Un amore offerto per la salvezza di tutti

Letture: Is 52, 13-53, 12; Sal 30; 1Cor 11, 23-26; Gv 13, 1-15

Con la celebrazione dell’eucarestia alla sera del giovedì santo inizia il Santo Triduo. Dopo il tramonto del sole, la cena prefigura in forma rituale ciò che avverrà nella crocifissione; il venerdì pomeriggio, la Passione conferma pienamente l’autenticità di ciò che è stato detto nel corso della cena. Con le letture proposte la liturgia intende evidenziare l’unità del mistero pasquale. I tre passi biblici scelti e proclamati per la funzione liturgica «In passione Domini» presentano il mistero pasquale sotto gli aspetti della morte e della resurrezione e, pur ricordando la sofferenza e la morte, fanno risplendere la gloria della giustificazione e dell’amore di Dio. In modo particolare, va sottolineata la scelta di leggere oggi il testo della passione secondo Giovanni, tradizione molto antica che risale ai primi secoli della chiesa. Una comparazione tra il racconto di Giovanni e quello dei vangeli sinottici può risultare utile ai fini dell’omelia; allo stesso tempo, giustifica la costante preferenza della liturgia per il quarto vangelo quando intende celebrare la passione del Signore.

Diversamente dai sinottici, il racconto della passione secondo l’evangelista Giovanni non fa memoria di alcuni episodi dagli altri riportati. E così non leggiamo dell’agonia di Gesù nell’orto del Getsemani, del bacio di Giuda, della fuga dei discepoli di fronte alla minaccia, del processo davanti al sinedrio radunato per l’occasione, della flagellazione sofferta nella casa del sommo sacerdote e presso Erode, degli scherni e delle violenze della folla al momento della crocifissione, del grido scritturistico e straziante sulla croce, dell’oscurità che ricopre la terra alla morte del Signore, dell’episodio del buon ladrone e della morte di Giuda. Tuttavia il quarto evangelista fa menzione di altri particolari: i nemici di Gesù che cadono a terra nell’orto degli ulivi, Gesù che dialoga con Anna e con Pilato e che non rimane in silenzio, la discussione nata intorno all’iscrizione posta alla sommità della croce, il tiro dei dadi sulle vesti di Gesù ricordato con la citazione del salmo 21, Maria e il discepolo amato ai piedi della croce e, infine, un soldato che trafigge il costato del Cristo dal quale fuoriesce sangue ed acqua. Tutte queste omissioni ed aggiunte aiutano bene a capire il quadro teologico nel quale va letta la passione secondo Giovanni.

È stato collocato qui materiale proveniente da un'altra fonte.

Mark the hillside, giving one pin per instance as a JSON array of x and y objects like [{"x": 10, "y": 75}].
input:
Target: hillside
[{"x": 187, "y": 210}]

L’immagine di Gesù sofferente che emerge è quella che il quarto evangelista ha elaborato lungo tutto il suo vangelo: è l’immagine di un Gesù che è la rivelazione del Padre e che è, allo stesso tempo, nella sua persona la piena manifestazione dell’amore. Durante tutta la sua esistenza terrena Gesù ha sempre fatto la volontà del Padre. Paradossalmente la sua morte sulla croce si presenta come una vittoria e la sua ultima parola è il punto d’arrivo non soltanto della Sua Passione ma di tutta la sua vita: «Tutto è compiuto». Cosa significa? Che la volontà del Padre di donare la salvezza a tutta l’umanità si è definitivamente realizzata in Lui; inoltre, le sue ultime parole evocano o alludono già alla resurrezione. Il corpo di Gesù viene, infatti, deposto all’interno di un sepolcro nuovo e sappiamo che al terzo giorno coloro che lo andranno a cercare troveranno solo una tomba vuota. Quindi la celebrazione del venerdì santo appartiene di per sé al mistero della vittoria pasquale.

Allo stesso modo, nella giornata del venerdì santo i cristiani non celebrano un Cristo morto: nel culto cristiano non si celebra mai un Cristo morto! Al contrario, si celebra sempre un Cristo risorto. Oggi la chiesa dispone che nella liturgia si faccia memoria del suo passaggio attraverso la morte e i cristiani dovrebbero essere ben consapevoli che la sua morte non fu che un passaggio: il Vivente ha attraversato la morte, ma è risorto ed è e sarà sempre il Vivente! Celebriamo allora questo Cristo che vive nel nostro mondo, nella nostra chiesa e nella nostra vita! Il ricordo della sua santa Passione ci permette di capire almeno un poco di quell’amore immenso che egli ha avuto per tutti gli uomini, a tal punto da soffrire il dolore più acuto che sia mai stato patito per donarci la vita eterna. Questa passione d’amore Gesù l’ha vissuta per «i suoi» come ricorda il Vangelo proclamato la sera del Giovedì Santo, sempre secondo Giovanni. E chi sono «i suoi»? Sono coloro che lo hanno accolto come anche coloro che non hanno voluto accoglierlo – tutti, dunque, fratelli e sorelle nell’umanità.

Se il cristiano desidera ardentemente rendere conforme al cuore di Gesù il proprio cuore si deve allora impegnare a pregare per la salvezza di tutti, implorando dal Padre amore e misericordia per ogni uomo.